峠を発って約20分。いよいよ稲妻道とも呼ばれた鬼峠の真髄に差し掛かる。尾根はいくつにも分かれていて,進む尾根を間違えればまたここまで引き返すしかなく,慎重に進む道を選ばなければならない。

稲妻道というからには,現役当時は激しく屈曲して急勾配を下りて行ったはずだが,立っているのもままならないこの状況では,重力に引かれるままにまっすぐ降りていくしかない。

今朝から整然と進んできた隊列も,もうめちゃくちゃである。

笑って吹き飛ばすしかない,どうしようもなさ。ドラマ「鬼峠」(1984,STV制作)で,主人公が「鬼が出た,鬼が出た」と狂ったように叫ぶシーンがあるが,これはそういうどうしようもない消化し切れない思いを象徴的に表現したものだという。

鬼峠を生活道路として使っていた人たちにとっての,鬼の名に込められた思いを,我々もやはり自分たちの足で越えることによって,いくらか感じ取ることができるのではないかと思う。

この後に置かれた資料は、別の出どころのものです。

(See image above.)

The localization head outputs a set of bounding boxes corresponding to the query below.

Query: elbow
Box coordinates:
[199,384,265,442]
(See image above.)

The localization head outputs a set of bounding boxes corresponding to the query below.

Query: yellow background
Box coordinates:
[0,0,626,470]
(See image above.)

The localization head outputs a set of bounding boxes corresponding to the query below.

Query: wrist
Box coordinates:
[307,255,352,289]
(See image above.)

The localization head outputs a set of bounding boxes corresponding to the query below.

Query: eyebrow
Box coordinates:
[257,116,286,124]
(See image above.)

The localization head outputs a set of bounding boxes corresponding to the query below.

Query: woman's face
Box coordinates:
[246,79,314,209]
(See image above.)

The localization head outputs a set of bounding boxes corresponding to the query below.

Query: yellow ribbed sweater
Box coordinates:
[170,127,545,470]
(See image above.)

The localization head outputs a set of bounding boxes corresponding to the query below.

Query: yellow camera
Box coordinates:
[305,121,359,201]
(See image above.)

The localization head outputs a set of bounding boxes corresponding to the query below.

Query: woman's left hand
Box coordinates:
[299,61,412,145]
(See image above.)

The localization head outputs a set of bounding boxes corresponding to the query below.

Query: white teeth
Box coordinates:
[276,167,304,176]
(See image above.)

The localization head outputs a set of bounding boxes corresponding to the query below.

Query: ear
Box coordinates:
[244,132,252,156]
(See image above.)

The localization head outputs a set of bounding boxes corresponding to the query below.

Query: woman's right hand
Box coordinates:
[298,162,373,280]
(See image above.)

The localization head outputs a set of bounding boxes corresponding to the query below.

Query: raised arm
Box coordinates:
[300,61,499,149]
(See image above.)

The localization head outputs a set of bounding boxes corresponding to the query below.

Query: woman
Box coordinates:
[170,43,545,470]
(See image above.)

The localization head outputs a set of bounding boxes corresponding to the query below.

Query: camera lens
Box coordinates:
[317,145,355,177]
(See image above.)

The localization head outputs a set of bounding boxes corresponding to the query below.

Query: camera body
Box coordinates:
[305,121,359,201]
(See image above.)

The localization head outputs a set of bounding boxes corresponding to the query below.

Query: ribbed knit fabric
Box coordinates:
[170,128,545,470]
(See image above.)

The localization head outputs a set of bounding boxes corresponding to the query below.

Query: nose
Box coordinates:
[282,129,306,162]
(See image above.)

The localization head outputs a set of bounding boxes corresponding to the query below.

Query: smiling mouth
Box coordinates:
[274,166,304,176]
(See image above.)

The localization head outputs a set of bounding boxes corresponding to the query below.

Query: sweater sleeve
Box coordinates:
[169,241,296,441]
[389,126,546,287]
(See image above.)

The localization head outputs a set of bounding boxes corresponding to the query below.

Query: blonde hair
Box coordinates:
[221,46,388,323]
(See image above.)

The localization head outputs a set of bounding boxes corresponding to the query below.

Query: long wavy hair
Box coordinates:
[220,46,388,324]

そんな中,会田さんは一人ストックを使わず,すたすたと歩いて下りていた。

その会田さんも昨年は病気をされて,峠越えに参加するかどうかぎりぎりまで迷いがあったという。奥様も心配されて,弁当を作ってくれなかったというが,やはり行きたいという決意に奥様も慌てておにぎりを1個作ってくれて,ようやく集合時間に間に合ったと話されていた。

そして,突然視界が開け,振り返った先に見えるのはニニウ。

旧ニニウ集落を一望にする,初代鬼峠最大の見せ場である。2008年に先遣隊7名でこの場所に来てから4年越しにして,参加者全員で到達することができた。

空を飛んでいるような大パノラマの中をさらに下りていく。

 

今日は条件も良かった。歩くより滑ったほうが楽だと悟った参加者たちは,豪快に山肌を滑り降りていた。

 

しかし,少々調子に乗って下り過ぎたかもしれない。谷の底に迷い込んでしまった。

初代鬼峠の本質は尾根道だということである。尾根峠がなまって鬼峠になったのではないかという俗説が生まれるほど,徹底して尾根をたどっている。一説に,アイヌの道は尾根を行くとも言われるが,歩くしかなかった時代には勾配よりもむしろ見通しや安全の面で稜線沿いの道が好まれたのだろう。

いま滑り降りて来た道を引き返すのは厳しい。かと言って,この谷をそのまま進めば,もしかするとペンケニニウの川筋に出られるかもしれないが,それでは鬼峠の本質を外れることになる。

議論すること10分。ここなら行けそうだという斜面を選んで,尾根の上に復帰した。

毎回どこかで1度くらいは,生活道路としてはあり得ない場所を歩くことになってしまう。細谷さんはのちにこの時のことを振り返って「人間はその時その時で違う」と言い,右の沢に落ちた理由を自問されていた。

2代目の鬼峠もまた,往時の道を完全にはトレースできていない。「昔の人は,『ここしかない』というところを行っている。今度鬼峠を越えるのなら『馬を通すんだったらこうだよね』とかみんなで想像しながら,もっとゆっくりと,当時の人たちと気持ちを通わせながら,自分たちの感覚でルートを作っていって,それを地図上で昔の道と合わせてみたい」と細谷さんはおっしゃっていた。

 

想定外のルートも,それはそれで面白い。思いがけなく偉大な自然の姿に出会うことがある。

白樺林に入った。ここは5年前にも歩いたことをはっきり覚えている。

そして,最後のトドマツ林の急坂。

坂を下ったところでバスが待っていてくれた。下りた場所も,見事ぴったりだった。

 

なお,今回歩いた道のGPSによる記録を札幌のHさんから送っていただいた。歩いているときはGPSではなく自分の感覚に頼るべきだと思うし,まして初代鬼峠の場合は現在の地図上でのルートが不詳のためGPSは無用であるが,ほぼ想定していたとおりのルートをたどれていたことがわかった。